Adney se lanzó a su violín y yo dije a Clare Vawdrey que su equivocación podría corregirse fácilmente si mandaba a alguien a buscar el manuscrito. Si él me decía dónde estaba, yo iría en seguida a su habitación a buscarlo. Vawdrey respondió:
—Mi querido amigo: me temo que no hay manuscrito alguno.
—¿Entonces no ha escrito nada?
—Lo escribiré mañana.
—¡Ah, ha estado usted jugando con nosotros! —dije con gran perplejidad.
Vawdrey vaciló un instante.
—Si hay algo, lo encontrará encima de la mesa.
En ese momento uno de los otros se dirigió a él, y Lady Mellifont comentó, lo bastante alto como para corregir con delicadeza nuestra falta de consideración, que Mr. Adney estaba tocando algo muy hermoso. Yo ya había advertido antes que parecía ser tremendamente aficionada a la música, siempre la escuchaba profundamente transportada. La atencián de Vawdrey se distrajo, pero no me pareció que las palabras que acababa de soltar constituyeran un permiso definitivo para ir a su habitación. Además, yo quería hablar con Blanche Adney; tenía que preguntarle una cosa. Sin embargo, tuve que esperar a que llegara mi oportunidad, mientras permanecíamos en silencio algún tiempo, escuchando al marido de Blanche; después, la conversación se hizo general. Era nuestra costumbre acostarnos temprano, pero aún se podía prolongar un poco la velada. Antes de que acabara de decaer, encontré la oportunidad de decirle a la actriz que Vawdrey me había dado permiso para que pusiera las manos sobre su manuscrito. Me imploró, por lo más sagrado, que lo trajera de inmediato, que se lo diera; y su insistencia demostraba que yo no estaba en lo cierto al insinuar que ahora sería demasiado tarde para que él empezara a leerlo; aparte de eso —el hechizo se había roto—, a los otros no les importaría. No era tarde para que empezara ella; por consiguiente, yo tenía que tomar posesión, sin más demora, de las preciosas páginas. Le dije que sería obedecida en un momento, pero que quería que satisficiera mi justa curiosidad. ¿Qué había sucedido antes de la cena, cuando estaba en las montañas con Lord Mellifont?

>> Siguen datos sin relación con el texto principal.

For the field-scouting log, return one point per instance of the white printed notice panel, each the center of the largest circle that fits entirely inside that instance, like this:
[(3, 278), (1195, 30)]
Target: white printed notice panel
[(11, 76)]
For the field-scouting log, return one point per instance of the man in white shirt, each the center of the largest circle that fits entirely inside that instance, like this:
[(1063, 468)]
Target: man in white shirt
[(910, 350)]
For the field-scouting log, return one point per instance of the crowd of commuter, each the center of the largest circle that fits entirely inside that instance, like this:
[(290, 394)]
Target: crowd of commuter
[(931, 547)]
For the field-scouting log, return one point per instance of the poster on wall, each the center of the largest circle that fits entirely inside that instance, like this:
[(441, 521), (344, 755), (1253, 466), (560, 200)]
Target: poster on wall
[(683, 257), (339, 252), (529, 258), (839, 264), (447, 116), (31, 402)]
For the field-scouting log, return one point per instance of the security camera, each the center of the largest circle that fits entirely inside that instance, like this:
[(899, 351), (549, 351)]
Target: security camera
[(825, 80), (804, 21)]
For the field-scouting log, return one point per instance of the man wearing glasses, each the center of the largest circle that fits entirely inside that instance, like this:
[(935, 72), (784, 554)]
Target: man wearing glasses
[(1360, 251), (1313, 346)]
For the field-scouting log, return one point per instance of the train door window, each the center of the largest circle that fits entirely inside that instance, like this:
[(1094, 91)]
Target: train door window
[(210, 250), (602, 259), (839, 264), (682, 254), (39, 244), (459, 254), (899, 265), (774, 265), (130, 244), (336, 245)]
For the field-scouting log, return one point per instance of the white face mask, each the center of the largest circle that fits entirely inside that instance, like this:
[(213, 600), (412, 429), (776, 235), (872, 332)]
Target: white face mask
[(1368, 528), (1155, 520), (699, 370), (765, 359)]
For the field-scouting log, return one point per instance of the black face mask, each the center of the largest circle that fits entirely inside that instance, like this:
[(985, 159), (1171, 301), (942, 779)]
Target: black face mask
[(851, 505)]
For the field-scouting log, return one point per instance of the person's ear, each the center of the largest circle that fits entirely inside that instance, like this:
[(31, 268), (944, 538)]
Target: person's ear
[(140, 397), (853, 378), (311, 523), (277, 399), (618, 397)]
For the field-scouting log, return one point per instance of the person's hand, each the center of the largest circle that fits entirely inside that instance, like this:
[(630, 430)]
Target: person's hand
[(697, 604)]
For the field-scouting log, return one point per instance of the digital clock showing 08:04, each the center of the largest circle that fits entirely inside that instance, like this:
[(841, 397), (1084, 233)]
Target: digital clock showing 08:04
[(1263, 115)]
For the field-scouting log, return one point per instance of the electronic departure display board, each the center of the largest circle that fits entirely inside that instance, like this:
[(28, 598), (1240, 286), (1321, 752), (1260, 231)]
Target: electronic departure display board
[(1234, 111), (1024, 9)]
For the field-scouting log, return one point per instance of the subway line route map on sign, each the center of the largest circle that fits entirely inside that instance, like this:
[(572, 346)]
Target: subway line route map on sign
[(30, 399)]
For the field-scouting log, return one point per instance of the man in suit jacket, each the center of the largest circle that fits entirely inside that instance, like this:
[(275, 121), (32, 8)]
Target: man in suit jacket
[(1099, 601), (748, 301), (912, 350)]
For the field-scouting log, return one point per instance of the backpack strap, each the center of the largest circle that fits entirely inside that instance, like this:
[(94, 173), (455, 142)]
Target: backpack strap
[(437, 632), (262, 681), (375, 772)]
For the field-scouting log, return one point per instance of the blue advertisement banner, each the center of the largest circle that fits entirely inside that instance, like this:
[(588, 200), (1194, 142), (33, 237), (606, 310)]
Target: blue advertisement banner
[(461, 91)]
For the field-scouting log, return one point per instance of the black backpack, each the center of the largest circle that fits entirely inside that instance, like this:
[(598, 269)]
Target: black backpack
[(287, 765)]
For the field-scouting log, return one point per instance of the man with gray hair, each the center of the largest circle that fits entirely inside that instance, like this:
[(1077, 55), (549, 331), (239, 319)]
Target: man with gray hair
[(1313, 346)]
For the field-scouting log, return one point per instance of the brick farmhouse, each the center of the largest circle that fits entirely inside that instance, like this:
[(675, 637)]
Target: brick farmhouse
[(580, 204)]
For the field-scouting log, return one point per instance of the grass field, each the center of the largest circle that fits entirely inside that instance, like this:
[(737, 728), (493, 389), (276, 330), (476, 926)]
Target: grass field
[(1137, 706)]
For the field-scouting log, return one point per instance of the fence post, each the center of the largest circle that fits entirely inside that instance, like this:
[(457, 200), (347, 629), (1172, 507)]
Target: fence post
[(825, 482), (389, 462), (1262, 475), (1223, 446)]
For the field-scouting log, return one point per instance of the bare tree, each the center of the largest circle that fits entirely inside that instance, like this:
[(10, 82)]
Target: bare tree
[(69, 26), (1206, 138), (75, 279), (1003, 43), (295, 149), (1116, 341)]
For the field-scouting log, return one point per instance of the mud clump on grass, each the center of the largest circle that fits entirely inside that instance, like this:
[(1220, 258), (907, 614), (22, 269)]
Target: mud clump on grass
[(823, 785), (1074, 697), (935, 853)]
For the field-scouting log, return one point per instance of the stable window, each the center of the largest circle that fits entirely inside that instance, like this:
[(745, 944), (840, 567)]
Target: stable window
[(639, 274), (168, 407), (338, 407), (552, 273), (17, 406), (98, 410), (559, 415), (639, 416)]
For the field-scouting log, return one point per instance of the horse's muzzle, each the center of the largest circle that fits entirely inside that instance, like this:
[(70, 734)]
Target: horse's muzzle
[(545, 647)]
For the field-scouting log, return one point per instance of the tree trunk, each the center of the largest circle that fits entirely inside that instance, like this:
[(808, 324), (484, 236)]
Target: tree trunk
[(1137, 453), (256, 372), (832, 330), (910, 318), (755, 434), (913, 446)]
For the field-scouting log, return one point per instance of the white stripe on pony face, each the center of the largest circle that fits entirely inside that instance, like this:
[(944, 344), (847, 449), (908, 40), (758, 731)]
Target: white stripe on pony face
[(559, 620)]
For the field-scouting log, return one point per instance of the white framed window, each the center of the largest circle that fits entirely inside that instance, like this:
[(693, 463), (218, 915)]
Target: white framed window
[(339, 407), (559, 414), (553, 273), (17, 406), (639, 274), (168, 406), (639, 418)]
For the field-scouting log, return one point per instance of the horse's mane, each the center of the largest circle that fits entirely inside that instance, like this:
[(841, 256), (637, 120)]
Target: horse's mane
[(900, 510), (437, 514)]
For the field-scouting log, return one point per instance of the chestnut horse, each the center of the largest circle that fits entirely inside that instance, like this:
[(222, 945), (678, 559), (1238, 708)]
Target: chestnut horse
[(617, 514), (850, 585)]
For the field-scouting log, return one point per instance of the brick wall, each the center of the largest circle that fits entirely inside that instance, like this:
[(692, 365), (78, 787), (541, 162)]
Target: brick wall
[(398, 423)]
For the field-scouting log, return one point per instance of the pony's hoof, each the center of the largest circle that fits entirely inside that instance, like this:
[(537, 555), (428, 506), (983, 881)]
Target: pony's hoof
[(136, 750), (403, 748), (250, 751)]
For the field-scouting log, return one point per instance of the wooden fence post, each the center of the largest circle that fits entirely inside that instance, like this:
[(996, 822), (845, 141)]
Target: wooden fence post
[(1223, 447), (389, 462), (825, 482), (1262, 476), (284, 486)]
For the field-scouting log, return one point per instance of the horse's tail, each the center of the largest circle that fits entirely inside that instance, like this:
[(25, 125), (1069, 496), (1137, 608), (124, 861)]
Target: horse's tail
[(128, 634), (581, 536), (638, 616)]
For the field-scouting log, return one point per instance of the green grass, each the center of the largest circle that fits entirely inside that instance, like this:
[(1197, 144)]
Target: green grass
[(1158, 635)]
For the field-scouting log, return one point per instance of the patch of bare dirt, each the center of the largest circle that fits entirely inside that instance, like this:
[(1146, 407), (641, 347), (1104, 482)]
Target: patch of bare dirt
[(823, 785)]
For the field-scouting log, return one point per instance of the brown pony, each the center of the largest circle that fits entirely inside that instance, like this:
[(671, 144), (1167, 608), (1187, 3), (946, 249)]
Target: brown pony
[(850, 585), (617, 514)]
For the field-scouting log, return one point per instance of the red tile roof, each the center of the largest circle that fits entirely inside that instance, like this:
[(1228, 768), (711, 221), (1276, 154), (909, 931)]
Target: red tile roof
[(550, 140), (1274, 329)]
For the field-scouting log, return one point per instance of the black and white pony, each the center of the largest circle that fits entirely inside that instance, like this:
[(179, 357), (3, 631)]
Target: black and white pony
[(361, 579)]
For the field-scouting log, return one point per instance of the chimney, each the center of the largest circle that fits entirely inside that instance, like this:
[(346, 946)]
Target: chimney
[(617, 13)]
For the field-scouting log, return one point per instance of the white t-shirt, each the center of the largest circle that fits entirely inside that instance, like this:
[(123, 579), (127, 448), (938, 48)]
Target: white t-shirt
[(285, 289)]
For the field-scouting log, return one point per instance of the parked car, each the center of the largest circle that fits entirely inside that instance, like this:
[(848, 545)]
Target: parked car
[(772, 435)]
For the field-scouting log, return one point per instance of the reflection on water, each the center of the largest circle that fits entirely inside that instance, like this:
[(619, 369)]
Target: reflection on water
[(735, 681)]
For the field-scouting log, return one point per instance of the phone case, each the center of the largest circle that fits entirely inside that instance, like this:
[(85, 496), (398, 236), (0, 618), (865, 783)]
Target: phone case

—¿Cómo sabe que pasó algo?
—Lo vi en su cara cuando llegó.
—¡Y me llaman actriz! —exclamó Mrs. Adney.
—¿Qué es lo que me llaman a mí? —inquirí.
—Usted es un buscador de corazones, eso tan frívolo, un observador.
—¡Ojalá permitiese que un observador le escribiera una obra! —exclamé.
—No es del gusto de la gente lo que usted escribe; usted rompería cualquier racha de suerte.
—Pues veo obras a mi alrededor —declaré—; esta noche el aire está lleno de ellas.
—¿El aire? ¡Gracias por nada! Ojalá lo estuvieran los cajones de mi mesa.
—¿La cortejó en el glaciar? —continué.
Me miró fijamente; después estalló en el éxtasis progresivo de su risa.
—¿Lord Mellifont, el pobrecito? ¡Qué lugar tan gracioso! Desde luego sería el lugar de nuestro amor.
—¿Se cayó en una grieta? —continué.
Blanche Adney volvió a mirarme como lo había hecho por un instante cuando llegó, antes de la cena, con las manos llenas de flores.
—No sé dónde se cayó. Mañana se lo diré.
—¿Bajó entonces?
—A lo mejor subió —rió ella—. ¡Es realmente extraño!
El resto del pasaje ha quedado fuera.